Patients with anovulation can have significant bleeding leading to life-threatening volume loss and hemodynamic instability. Patients with heavy bleeding and hypovolemia should have intravenous access for fluid administration and if need be, transfusion. Assessment of blood loss and hemodynamic status of the patient will dictate the need for surgical or medical management. Hemoglobin and hematocrit status should be obtained. Blood products should be cross-matched for patients who have symptomatic hypovolemia or lifethreatening acute bleeding. Patients with lesser bleeding but where transfusion may be necessary should have a type and screen sent. The patient should be hemodynamically stabilized while completing the evaluation and initiating therapy.

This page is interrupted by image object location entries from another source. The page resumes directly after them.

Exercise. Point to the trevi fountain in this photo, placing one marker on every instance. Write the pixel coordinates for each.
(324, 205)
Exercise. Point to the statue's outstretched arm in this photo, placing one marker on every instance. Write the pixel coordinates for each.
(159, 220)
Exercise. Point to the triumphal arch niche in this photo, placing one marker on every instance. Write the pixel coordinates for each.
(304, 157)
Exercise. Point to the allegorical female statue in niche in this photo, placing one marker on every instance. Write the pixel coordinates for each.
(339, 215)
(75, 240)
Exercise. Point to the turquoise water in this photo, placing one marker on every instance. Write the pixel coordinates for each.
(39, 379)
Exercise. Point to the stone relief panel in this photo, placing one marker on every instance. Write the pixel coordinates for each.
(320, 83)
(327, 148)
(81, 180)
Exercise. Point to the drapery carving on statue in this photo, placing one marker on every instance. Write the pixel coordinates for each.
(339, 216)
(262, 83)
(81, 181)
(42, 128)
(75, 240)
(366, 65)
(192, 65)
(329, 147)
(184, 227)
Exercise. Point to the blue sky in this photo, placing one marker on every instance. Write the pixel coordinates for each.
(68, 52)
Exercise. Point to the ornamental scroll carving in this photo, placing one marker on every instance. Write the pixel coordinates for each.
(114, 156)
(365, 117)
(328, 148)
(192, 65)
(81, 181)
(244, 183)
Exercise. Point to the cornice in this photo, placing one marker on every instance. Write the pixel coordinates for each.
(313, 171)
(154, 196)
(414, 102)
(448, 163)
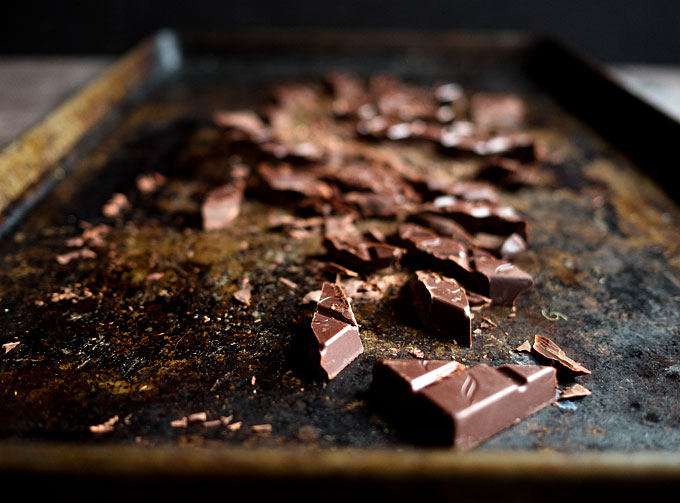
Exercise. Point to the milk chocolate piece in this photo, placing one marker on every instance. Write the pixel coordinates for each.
(283, 179)
(439, 402)
(548, 350)
(481, 217)
(497, 112)
(431, 250)
(335, 332)
(222, 206)
(497, 279)
(361, 256)
(441, 305)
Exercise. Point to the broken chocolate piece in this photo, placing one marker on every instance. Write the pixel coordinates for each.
(575, 391)
(442, 305)
(221, 206)
(501, 281)
(547, 349)
(497, 112)
(335, 341)
(362, 256)
(431, 250)
(439, 402)
(506, 247)
(481, 217)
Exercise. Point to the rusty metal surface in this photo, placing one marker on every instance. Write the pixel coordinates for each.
(101, 337)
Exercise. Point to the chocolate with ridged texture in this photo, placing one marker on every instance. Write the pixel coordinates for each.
(441, 305)
(481, 217)
(497, 279)
(335, 332)
(221, 206)
(444, 403)
(361, 256)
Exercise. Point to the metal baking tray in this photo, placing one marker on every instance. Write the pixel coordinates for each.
(99, 339)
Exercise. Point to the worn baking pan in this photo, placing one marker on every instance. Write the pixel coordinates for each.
(147, 332)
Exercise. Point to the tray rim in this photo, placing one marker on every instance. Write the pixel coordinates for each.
(43, 164)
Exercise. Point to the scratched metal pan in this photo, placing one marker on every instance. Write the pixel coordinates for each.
(146, 330)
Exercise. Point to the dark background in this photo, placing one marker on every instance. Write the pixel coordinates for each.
(609, 30)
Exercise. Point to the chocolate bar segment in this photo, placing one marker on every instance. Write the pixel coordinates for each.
(442, 305)
(335, 341)
(457, 406)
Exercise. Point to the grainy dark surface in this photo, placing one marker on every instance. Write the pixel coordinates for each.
(603, 250)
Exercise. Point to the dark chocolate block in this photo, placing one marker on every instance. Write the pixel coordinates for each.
(442, 305)
(497, 279)
(335, 341)
(443, 403)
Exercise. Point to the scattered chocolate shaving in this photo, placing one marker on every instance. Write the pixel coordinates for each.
(65, 258)
(221, 206)
(9, 346)
(150, 182)
(244, 294)
(288, 283)
(574, 391)
(197, 417)
(525, 347)
(116, 205)
(261, 428)
(547, 349)
(180, 423)
(105, 427)
(235, 426)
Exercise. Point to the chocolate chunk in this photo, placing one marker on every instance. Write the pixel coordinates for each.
(501, 281)
(497, 112)
(428, 249)
(335, 341)
(243, 125)
(360, 255)
(443, 403)
(574, 391)
(442, 305)
(222, 206)
(445, 227)
(283, 179)
(547, 349)
(506, 247)
(481, 217)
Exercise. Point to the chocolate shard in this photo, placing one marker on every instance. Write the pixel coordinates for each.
(497, 112)
(283, 179)
(438, 402)
(497, 279)
(335, 332)
(547, 349)
(221, 206)
(441, 305)
(360, 255)
(506, 247)
(574, 391)
(481, 217)
(429, 249)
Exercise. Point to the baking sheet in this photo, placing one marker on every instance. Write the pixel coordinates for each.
(98, 339)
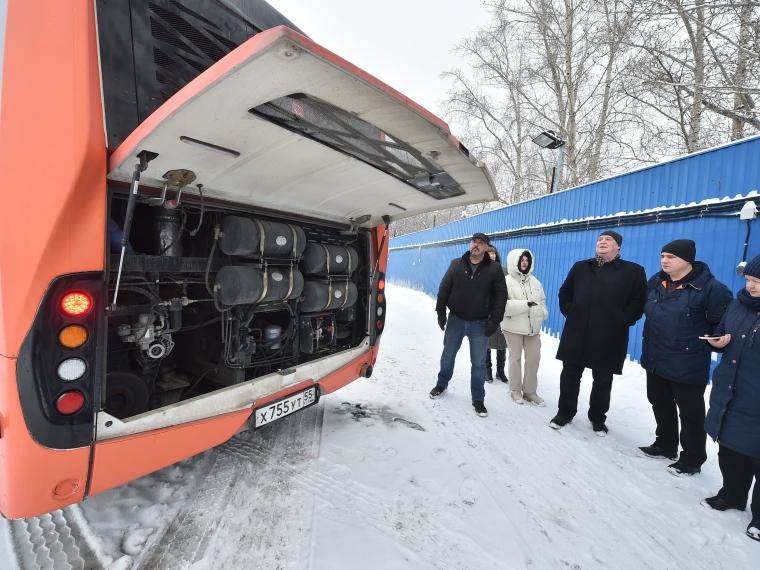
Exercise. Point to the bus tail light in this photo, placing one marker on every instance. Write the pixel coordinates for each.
(70, 403)
(60, 363)
(71, 369)
(73, 336)
(76, 303)
(378, 307)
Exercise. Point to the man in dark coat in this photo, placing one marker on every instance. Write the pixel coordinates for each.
(475, 293)
(684, 303)
(601, 298)
(734, 416)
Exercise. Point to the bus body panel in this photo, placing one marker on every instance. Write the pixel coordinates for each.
(53, 221)
(33, 478)
(263, 164)
(52, 156)
(121, 460)
(117, 461)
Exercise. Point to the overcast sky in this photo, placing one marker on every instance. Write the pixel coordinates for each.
(405, 43)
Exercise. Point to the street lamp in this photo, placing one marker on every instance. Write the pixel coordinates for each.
(548, 139)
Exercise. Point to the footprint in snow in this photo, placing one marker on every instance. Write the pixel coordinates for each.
(467, 491)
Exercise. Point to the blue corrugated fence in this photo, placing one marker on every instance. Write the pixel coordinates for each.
(419, 260)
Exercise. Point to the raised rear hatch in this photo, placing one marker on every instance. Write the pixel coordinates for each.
(283, 124)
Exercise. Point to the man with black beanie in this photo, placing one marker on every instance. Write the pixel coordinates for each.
(475, 292)
(601, 298)
(684, 302)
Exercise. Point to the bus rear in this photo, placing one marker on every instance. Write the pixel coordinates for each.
(193, 232)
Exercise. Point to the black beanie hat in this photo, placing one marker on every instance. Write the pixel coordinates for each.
(614, 235)
(686, 249)
(753, 267)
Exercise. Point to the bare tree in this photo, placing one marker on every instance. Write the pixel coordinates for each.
(624, 82)
(697, 66)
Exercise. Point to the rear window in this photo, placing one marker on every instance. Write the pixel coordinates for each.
(346, 133)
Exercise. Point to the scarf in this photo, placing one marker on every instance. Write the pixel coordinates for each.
(752, 302)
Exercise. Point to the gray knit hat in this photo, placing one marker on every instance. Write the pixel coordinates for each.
(753, 267)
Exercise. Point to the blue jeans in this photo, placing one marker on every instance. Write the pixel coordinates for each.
(475, 331)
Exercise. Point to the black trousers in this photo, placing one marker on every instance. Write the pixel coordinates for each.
(570, 387)
(738, 470)
(669, 401)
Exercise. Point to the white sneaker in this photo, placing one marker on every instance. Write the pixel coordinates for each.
(534, 399)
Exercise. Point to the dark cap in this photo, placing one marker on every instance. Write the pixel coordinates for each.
(614, 235)
(753, 267)
(686, 249)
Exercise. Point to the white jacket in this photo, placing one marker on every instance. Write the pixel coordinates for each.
(519, 318)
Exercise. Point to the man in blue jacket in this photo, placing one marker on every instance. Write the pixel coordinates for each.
(475, 292)
(684, 302)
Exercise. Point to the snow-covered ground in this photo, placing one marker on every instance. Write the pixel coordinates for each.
(380, 476)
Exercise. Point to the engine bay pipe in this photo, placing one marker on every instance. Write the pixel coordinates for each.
(127, 226)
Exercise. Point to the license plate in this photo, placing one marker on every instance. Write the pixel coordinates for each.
(286, 406)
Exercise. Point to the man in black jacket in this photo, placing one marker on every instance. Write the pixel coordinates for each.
(601, 298)
(684, 303)
(475, 292)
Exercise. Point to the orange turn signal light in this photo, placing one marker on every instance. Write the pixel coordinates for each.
(76, 304)
(73, 336)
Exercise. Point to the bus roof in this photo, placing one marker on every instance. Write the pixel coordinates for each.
(284, 124)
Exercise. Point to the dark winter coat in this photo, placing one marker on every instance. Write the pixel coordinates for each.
(734, 416)
(599, 308)
(675, 321)
(473, 296)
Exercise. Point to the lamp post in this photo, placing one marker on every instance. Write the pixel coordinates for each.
(549, 139)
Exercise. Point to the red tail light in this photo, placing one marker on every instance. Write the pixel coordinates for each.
(70, 403)
(76, 303)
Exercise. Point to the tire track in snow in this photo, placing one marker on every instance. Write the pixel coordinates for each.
(269, 517)
(52, 541)
(186, 539)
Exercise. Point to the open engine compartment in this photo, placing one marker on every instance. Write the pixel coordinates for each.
(210, 297)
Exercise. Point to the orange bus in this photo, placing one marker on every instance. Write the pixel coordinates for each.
(193, 231)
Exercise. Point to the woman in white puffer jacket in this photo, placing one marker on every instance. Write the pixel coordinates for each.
(526, 311)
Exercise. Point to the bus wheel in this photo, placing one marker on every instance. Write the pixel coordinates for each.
(126, 395)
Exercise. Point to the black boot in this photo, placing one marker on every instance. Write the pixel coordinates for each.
(501, 360)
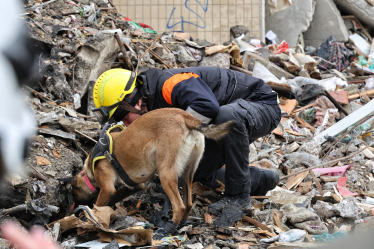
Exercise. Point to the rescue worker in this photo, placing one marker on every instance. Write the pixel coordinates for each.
(214, 95)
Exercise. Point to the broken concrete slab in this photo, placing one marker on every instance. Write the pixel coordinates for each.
(359, 8)
(237, 31)
(287, 24)
(349, 209)
(327, 21)
(185, 58)
(91, 60)
(249, 60)
(221, 60)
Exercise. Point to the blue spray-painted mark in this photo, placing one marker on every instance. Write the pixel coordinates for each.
(182, 22)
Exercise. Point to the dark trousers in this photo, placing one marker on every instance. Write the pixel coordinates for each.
(253, 120)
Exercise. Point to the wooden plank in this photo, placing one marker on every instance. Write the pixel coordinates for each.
(277, 221)
(295, 181)
(302, 108)
(358, 95)
(306, 124)
(57, 133)
(294, 133)
(257, 224)
(316, 181)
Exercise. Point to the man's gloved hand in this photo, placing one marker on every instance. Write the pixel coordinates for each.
(169, 228)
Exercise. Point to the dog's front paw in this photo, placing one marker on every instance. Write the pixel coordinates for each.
(169, 228)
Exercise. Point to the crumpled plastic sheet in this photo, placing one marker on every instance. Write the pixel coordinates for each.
(343, 190)
(325, 237)
(296, 159)
(335, 171)
(293, 235)
(283, 47)
(311, 147)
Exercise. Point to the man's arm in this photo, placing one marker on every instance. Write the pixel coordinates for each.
(188, 92)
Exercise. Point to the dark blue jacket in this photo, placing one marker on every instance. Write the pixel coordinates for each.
(202, 89)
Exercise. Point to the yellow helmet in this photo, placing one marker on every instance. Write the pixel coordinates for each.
(112, 87)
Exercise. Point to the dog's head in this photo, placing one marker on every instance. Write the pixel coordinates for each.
(82, 195)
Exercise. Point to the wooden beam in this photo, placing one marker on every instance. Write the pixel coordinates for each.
(256, 223)
(316, 181)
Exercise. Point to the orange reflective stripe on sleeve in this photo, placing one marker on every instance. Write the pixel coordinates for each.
(172, 81)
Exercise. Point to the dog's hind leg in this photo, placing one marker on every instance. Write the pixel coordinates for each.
(169, 181)
(105, 178)
(189, 172)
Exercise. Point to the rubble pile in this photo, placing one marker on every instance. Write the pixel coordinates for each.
(323, 148)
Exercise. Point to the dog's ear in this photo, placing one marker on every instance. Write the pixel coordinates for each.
(67, 180)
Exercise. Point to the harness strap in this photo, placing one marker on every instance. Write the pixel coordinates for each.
(118, 168)
(88, 183)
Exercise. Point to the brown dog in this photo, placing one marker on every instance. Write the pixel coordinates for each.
(169, 141)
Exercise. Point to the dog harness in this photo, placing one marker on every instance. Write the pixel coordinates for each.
(88, 183)
(104, 149)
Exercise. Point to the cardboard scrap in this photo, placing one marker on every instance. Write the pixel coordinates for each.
(340, 96)
(284, 197)
(56, 154)
(288, 105)
(134, 236)
(343, 190)
(42, 161)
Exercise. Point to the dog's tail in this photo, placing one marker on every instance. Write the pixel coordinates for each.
(215, 132)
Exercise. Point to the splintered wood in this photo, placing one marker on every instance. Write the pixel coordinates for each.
(295, 181)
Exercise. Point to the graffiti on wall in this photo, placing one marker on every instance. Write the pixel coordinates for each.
(200, 23)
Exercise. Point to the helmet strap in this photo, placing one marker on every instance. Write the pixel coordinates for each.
(124, 108)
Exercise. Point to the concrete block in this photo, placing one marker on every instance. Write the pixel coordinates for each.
(289, 23)
(327, 21)
(249, 60)
(359, 8)
(221, 60)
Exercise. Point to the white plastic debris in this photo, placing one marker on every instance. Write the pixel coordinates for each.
(261, 72)
(77, 101)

Medical management of most nonneoplastic causes of abnormal uterine bleeding is generally prescribed before considering surgery because many symptoms will resolve or managed without surgical intervention [11]. Chronic blood loss due to hypermenorrhea produced by leiomyoma or hyperplasia, can be reduced by the administration of a progestin. A gonadotropin-releasing hormone (GnRH) agonist will result in amenorrhea and is sometimes prescribed prior to planned surgery for leiomyomata. The antiprogestin mifepristone may significantly shrink leiomyomata, but a side effect includes increased risk of endometrial hyperplasia. Dysfunctional bleeding due to chronic anovulation is treated with cyclic progestin therapy, or oral contraceptives. For women who wish to conceive, ovulation induction with drugs such as with clomiphene are prescribed. Control of acute heavy bleeding may be achieved through the use of higher doses of combination oral contraceptives prescribed as one pill four times a day for 3 or 4 days, tapered to one pill a day over one week. Alternatively, intravenous conjugated estrogen, 25 mg every 4 hours, has been used also to control acute bleeding. Such a regimen must be followed by a progestin to prevent additional irregular bleeding at a later time. Following control of acute bleeding, maintenance therapy with an oral contraceptive is recommended. Another strategy for maintenance includes placement of an intrauterine device (IUD) containing levonorgestrel resulting in amenorrhea in about 25% of women and light menses in the remainder. In the absence of identified intrauterine pathology, hypermenorrhea associated with ovulatory cycles can be ameliorated with nonsteroidal antiinflammatory drugs.

Conclusion

Normal uterine bleeding is that of the menstrual cycle. Any other vaginal bleeding is abnormal. Physician advice should be sought whenever abnormal vaginal bleeding occurs, especially if pregnancy is in progress. Some minor problems can be solved on their own. If this problem persists for a long time, neglect can lead to worsening of the condition. If the bleeding is accompanied by pain, nausea, dizziness, fever, it may mean a more serious health condition and require urgent medical intervention.